All neonates with jaundice and recurrent hypoglycemia should have ophthalmic evaluation. All infants with poor visual behavior, strabismus, or nystagmus by 3 months of age should have an ophthalmic examination. MRI brain should be obtained for confirmed ONH cases to evaluate for hydrocephalus, corpus callosum hypoplasia, schizencephaly or polymicogyria. Positive MRI brain should prompt to neurologic exam. Endocrinologic and pituitary function evaluations should be done regardless of the status of septum pellucidum. Endocrine workups include: fasting morning cortisol and glucose, TSH, free4, growth hormone surrogates (IGF-1, IGFBP-3), LH, SFH, testosterone (if < 6mo age).

General treatment

All optic nerve hypoplasia patients with central nerve system abnormalities or endocrinolopathies should be managed by neurologist, neurosurgeons, endocrinologist or other specialists from respective fields.

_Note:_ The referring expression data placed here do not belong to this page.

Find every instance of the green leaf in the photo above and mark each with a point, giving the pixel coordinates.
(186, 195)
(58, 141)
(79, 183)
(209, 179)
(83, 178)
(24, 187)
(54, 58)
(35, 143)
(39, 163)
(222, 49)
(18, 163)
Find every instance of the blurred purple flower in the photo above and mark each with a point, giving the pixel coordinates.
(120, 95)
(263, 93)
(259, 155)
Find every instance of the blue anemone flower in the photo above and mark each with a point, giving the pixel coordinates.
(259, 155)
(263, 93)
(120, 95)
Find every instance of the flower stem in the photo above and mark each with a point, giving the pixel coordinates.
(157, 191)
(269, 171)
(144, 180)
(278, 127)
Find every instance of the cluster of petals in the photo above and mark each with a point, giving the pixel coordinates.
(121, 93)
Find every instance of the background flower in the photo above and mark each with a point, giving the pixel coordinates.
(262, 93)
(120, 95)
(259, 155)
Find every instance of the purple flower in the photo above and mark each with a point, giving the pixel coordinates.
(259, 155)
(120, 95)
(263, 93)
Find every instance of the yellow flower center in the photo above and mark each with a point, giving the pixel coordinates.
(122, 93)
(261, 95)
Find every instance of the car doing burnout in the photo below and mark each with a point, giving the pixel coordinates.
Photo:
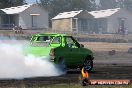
(61, 49)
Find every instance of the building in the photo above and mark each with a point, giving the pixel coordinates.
(103, 21)
(73, 21)
(30, 16)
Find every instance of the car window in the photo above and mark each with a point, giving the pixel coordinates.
(56, 40)
(70, 42)
(43, 38)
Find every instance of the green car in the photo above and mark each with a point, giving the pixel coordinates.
(61, 49)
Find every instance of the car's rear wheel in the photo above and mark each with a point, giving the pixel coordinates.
(88, 64)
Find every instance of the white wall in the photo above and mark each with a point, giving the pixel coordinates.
(25, 19)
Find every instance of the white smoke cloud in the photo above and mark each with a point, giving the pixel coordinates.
(14, 65)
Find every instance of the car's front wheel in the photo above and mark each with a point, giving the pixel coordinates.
(88, 64)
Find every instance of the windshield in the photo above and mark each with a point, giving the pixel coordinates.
(41, 40)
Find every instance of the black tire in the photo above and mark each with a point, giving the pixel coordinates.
(88, 64)
(61, 64)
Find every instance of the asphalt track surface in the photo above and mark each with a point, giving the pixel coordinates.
(101, 71)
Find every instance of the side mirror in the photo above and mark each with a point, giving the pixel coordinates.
(81, 45)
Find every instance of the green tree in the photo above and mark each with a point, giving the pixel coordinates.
(11, 3)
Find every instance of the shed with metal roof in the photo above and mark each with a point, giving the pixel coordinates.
(102, 21)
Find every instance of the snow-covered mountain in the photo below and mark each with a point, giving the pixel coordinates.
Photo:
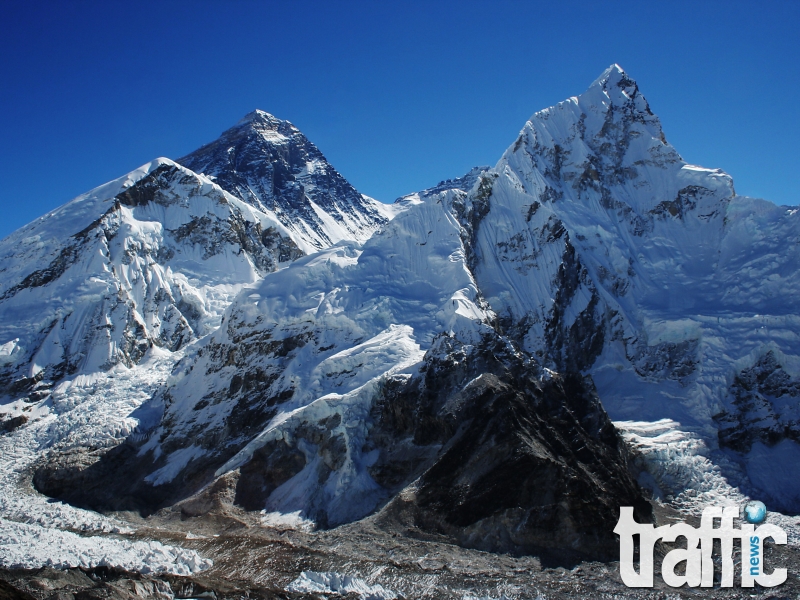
(458, 370)
(272, 166)
(154, 257)
(150, 259)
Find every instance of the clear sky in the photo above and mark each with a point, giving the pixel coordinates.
(397, 95)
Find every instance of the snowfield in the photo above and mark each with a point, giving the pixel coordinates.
(89, 410)
(591, 244)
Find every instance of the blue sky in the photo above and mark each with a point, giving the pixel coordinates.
(397, 95)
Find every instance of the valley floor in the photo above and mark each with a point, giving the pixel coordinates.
(233, 553)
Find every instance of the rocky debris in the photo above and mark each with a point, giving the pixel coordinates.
(271, 165)
(764, 406)
(503, 460)
(9, 425)
(105, 583)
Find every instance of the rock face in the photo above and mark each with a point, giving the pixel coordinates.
(148, 260)
(315, 397)
(154, 258)
(501, 458)
(272, 166)
(450, 369)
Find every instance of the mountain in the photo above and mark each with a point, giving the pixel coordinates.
(272, 166)
(591, 323)
(150, 259)
(154, 258)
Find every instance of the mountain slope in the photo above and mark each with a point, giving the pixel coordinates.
(150, 259)
(272, 166)
(457, 372)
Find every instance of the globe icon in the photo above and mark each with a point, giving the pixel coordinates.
(755, 512)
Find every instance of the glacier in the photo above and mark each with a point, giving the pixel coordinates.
(591, 250)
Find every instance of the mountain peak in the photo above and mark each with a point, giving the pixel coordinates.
(260, 116)
(616, 86)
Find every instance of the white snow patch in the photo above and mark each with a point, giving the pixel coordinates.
(336, 583)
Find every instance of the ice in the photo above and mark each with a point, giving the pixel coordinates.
(88, 410)
(342, 585)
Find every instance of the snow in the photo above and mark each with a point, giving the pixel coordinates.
(88, 410)
(342, 585)
(688, 283)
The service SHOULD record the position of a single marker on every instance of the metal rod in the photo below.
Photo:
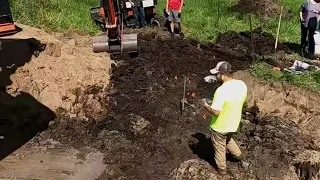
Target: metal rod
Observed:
(251, 30)
(276, 43)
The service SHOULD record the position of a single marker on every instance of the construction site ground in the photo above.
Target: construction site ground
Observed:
(67, 113)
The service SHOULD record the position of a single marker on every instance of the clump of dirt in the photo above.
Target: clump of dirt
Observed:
(62, 74)
(144, 135)
(263, 8)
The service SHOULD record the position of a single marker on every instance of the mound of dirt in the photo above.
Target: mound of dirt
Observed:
(263, 8)
(145, 137)
(65, 75)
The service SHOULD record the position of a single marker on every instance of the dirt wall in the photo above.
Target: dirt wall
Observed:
(63, 75)
(291, 103)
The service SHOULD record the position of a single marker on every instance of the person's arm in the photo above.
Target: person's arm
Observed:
(211, 111)
(217, 103)
(181, 6)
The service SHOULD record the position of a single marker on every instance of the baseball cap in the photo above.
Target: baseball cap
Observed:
(222, 67)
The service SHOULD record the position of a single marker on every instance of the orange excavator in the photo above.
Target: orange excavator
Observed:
(110, 16)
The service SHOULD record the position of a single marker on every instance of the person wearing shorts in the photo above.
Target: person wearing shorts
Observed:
(226, 110)
(173, 9)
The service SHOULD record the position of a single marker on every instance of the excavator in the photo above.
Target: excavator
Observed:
(110, 16)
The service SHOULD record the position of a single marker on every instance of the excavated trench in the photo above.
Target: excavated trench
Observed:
(144, 136)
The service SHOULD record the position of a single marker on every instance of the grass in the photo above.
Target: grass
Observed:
(308, 80)
(205, 19)
(202, 19)
(55, 15)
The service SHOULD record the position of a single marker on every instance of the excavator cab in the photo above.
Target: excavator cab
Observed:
(110, 17)
(7, 25)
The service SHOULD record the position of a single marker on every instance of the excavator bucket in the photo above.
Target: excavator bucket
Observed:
(7, 25)
(128, 44)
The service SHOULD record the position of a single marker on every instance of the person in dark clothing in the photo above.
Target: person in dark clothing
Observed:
(139, 14)
(309, 14)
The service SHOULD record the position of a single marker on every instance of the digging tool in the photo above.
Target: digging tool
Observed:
(276, 43)
(184, 96)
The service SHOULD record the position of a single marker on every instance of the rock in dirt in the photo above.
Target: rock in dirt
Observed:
(194, 169)
(138, 124)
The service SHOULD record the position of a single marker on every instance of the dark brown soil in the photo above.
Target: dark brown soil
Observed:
(144, 135)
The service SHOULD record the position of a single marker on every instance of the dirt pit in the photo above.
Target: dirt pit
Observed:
(143, 135)
(59, 75)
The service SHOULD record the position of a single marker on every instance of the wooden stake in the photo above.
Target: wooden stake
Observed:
(251, 30)
(276, 43)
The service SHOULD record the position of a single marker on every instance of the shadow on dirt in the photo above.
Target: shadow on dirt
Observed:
(21, 117)
(204, 149)
(15, 53)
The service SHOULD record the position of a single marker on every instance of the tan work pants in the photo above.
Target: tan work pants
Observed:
(222, 142)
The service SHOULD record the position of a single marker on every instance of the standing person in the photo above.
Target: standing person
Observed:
(226, 110)
(309, 16)
(139, 14)
(174, 9)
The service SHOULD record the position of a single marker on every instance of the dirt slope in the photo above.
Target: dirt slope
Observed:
(60, 75)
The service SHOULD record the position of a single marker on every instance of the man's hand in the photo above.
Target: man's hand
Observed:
(315, 11)
(204, 103)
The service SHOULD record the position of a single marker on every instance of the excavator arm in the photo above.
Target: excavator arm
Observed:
(109, 16)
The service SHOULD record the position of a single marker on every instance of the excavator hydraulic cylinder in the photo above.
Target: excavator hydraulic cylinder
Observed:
(128, 44)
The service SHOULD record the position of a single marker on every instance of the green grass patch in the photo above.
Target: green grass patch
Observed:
(205, 19)
(308, 80)
(56, 15)
(202, 19)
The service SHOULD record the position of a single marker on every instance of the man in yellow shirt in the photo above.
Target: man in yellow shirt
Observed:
(226, 110)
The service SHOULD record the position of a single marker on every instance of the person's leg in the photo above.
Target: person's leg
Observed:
(136, 16)
(311, 42)
(179, 21)
(233, 147)
(219, 145)
(304, 33)
(142, 17)
(171, 20)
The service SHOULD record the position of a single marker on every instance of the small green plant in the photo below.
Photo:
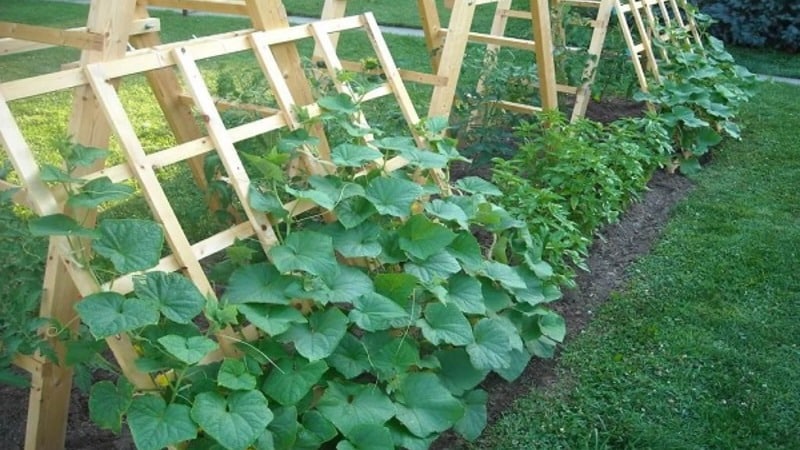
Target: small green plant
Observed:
(567, 179)
(700, 95)
(370, 324)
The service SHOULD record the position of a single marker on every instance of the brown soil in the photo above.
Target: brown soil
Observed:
(614, 249)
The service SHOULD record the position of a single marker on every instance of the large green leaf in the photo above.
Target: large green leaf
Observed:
(235, 375)
(109, 402)
(344, 287)
(350, 155)
(284, 428)
(236, 421)
(474, 421)
(350, 358)
(457, 372)
(109, 313)
(425, 406)
(421, 238)
(132, 245)
(270, 319)
(98, 191)
(354, 211)
(59, 225)
(260, 283)
(155, 425)
(465, 292)
(493, 345)
(358, 242)
(266, 202)
(467, 251)
(374, 312)
(397, 286)
(177, 297)
(293, 379)
(505, 275)
(367, 437)
(389, 355)
(189, 350)
(445, 324)
(348, 406)
(316, 430)
(393, 196)
(433, 269)
(307, 251)
(320, 336)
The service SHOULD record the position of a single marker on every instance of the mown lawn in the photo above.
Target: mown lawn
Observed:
(701, 349)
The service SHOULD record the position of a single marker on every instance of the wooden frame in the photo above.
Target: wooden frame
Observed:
(97, 102)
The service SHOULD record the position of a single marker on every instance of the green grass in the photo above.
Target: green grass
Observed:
(700, 350)
(768, 61)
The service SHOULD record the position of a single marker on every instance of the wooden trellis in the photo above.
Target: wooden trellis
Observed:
(447, 47)
(650, 18)
(98, 111)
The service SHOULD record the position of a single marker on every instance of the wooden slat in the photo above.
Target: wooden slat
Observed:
(228, 155)
(80, 39)
(9, 46)
(214, 6)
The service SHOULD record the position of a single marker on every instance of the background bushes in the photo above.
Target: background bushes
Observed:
(766, 23)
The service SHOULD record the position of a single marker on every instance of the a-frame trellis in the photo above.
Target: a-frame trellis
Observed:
(651, 19)
(447, 46)
(98, 111)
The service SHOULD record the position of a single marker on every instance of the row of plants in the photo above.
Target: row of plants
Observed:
(375, 326)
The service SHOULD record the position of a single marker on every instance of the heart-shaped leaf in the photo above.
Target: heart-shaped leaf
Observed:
(374, 312)
(109, 313)
(425, 406)
(272, 320)
(177, 297)
(108, 403)
(260, 283)
(189, 350)
(306, 251)
(236, 421)
(155, 425)
(293, 379)
(350, 155)
(132, 245)
(234, 375)
(393, 196)
(445, 324)
(421, 238)
(349, 406)
(98, 191)
(320, 336)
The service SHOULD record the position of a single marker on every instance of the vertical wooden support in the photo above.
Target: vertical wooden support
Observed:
(269, 15)
(600, 30)
(542, 36)
(451, 58)
(167, 89)
(432, 28)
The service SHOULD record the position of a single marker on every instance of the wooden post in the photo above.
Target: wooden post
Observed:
(540, 9)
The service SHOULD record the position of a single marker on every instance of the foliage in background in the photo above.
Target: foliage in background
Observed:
(700, 94)
(766, 23)
(568, 179)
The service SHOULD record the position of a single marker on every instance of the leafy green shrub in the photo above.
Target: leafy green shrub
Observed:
(567, 179)
(371, 329)
(700, 96)
(767, 23)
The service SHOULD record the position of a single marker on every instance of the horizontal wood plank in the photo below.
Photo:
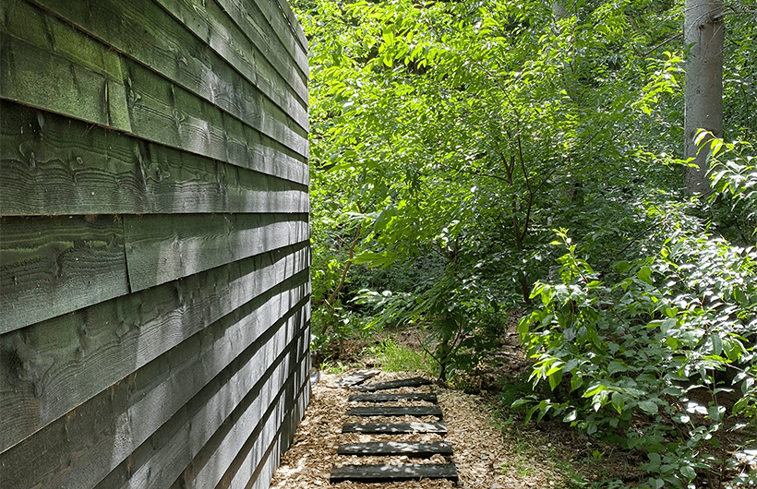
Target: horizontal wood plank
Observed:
(52, 165)
(392, 411)
(54, 83)
(160, 249)
(160, 111)
(247, 465)
(278, 49)
(55, 265)
(410, 448)
(220, 34)
(410, 396)
(393, 473)
(394, 384)
(62, 362)
(147, 33)
(394, 428)
(188, 440)
(105, 431)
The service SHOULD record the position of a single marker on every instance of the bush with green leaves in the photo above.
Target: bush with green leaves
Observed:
(653, 355)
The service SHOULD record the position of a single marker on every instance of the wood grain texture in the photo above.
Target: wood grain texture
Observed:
(47, 64)
(271, 459)
(160, 248)
(165, 113)
(410, 396)
(279, 49)
(252, 454)
(52, 165)
(105, 430)
(148, 34)
(389, 411)
(394, 428)
(198, 428)
(393, 473)
(409, 448)
(60, 363)
(212, 24)
(154, 242)
(54, 265)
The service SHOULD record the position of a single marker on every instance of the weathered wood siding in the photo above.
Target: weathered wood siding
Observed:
(154, 257)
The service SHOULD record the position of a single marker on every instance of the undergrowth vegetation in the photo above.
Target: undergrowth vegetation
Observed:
(472, 159)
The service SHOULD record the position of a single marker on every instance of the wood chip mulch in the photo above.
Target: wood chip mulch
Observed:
(477, 447)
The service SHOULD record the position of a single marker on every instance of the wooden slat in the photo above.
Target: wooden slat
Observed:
(160, 249)
(53, 165)
(410, 396)
(106, 429)
(394, 384)
(160, 111)
(391, 411)
(394, 428)
(248, 464)
(55, 265)
(393, 473)
(63, 362)
(294, 25)
(53, 83)
(282, 51)
(187, 439)
(219, 33)
(409, 448)
(356, 377)
(146, 33)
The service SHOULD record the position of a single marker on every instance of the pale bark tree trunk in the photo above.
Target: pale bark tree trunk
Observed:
(703, 32)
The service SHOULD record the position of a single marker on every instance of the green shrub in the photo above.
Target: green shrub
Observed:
(622, 359)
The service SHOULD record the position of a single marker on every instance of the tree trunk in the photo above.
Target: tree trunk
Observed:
(703, 33)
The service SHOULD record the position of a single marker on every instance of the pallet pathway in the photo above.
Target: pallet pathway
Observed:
(394, 473)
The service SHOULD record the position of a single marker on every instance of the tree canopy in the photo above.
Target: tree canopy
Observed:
(473, 157)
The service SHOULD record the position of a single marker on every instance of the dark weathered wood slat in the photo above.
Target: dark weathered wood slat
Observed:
(58, 264)
(75, 168)
(394, 428)
(394, 384)
(396, 411)
(249, 17)
(160, 111)
(160, 249)
(203, 447)
(180, 107)
(410, 396)
(54, 83)
(393, 473)
(409, 448)
(151, 36)
(71, 358)
(222, 35)
(105, 430)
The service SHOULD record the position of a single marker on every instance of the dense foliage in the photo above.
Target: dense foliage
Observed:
(450, 140)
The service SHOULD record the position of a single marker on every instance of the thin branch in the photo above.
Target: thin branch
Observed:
(666, 41)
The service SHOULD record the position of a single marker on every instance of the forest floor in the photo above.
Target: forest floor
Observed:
(492, 447)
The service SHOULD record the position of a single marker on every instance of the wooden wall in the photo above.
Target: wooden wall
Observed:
(154, 257)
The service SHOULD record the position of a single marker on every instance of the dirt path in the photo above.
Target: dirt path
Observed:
(477, 445)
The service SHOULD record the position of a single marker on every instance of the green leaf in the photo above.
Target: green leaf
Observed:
(615, 366)
(648, 407)
(645, 275)
(555, 378)
(688, 473)
(717, 344)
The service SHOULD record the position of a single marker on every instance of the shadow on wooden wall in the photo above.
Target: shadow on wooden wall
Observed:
(154, 256)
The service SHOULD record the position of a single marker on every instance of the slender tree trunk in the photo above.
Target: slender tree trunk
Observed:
(703, 33)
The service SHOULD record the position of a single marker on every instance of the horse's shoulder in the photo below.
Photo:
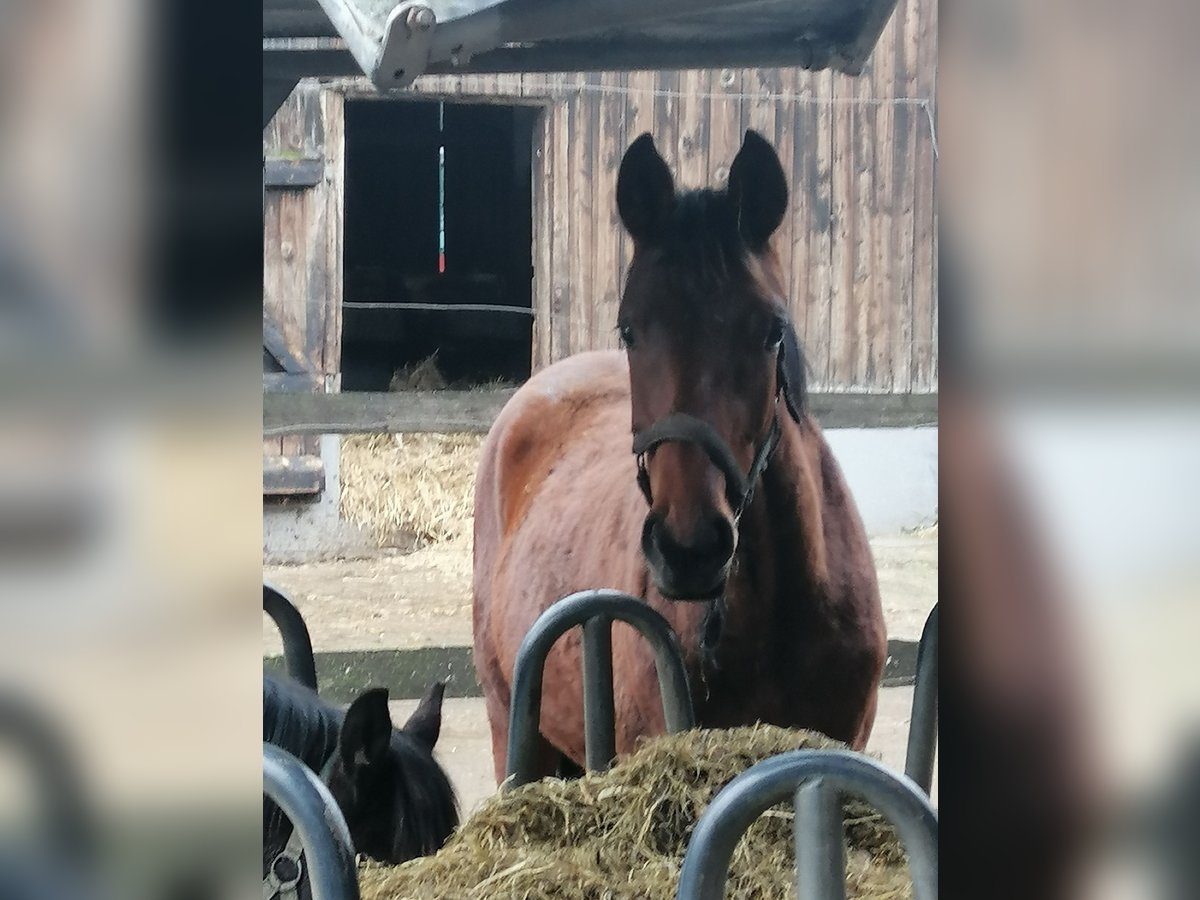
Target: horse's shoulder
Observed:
(555, 411)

A team approach should be incorporated into management of those patients. Pediatric optic nerve hypoplasia patients should be monitor semiannually for growth pattern. Vision should be monitored at least annually, and all refractive errors should be corrected. Patching therapy is reserved for patients with good vision potential. Unilateral or markedly asymmetric optic nerve hypoplasia patients should not be treated with patching. Surgical correction for strabismus is reserved for patients with symmetrical functional vision in both eyes, and patients with some potential for binocularity. Otherwise, surgical strabismus can be deferred for psychosocial issues.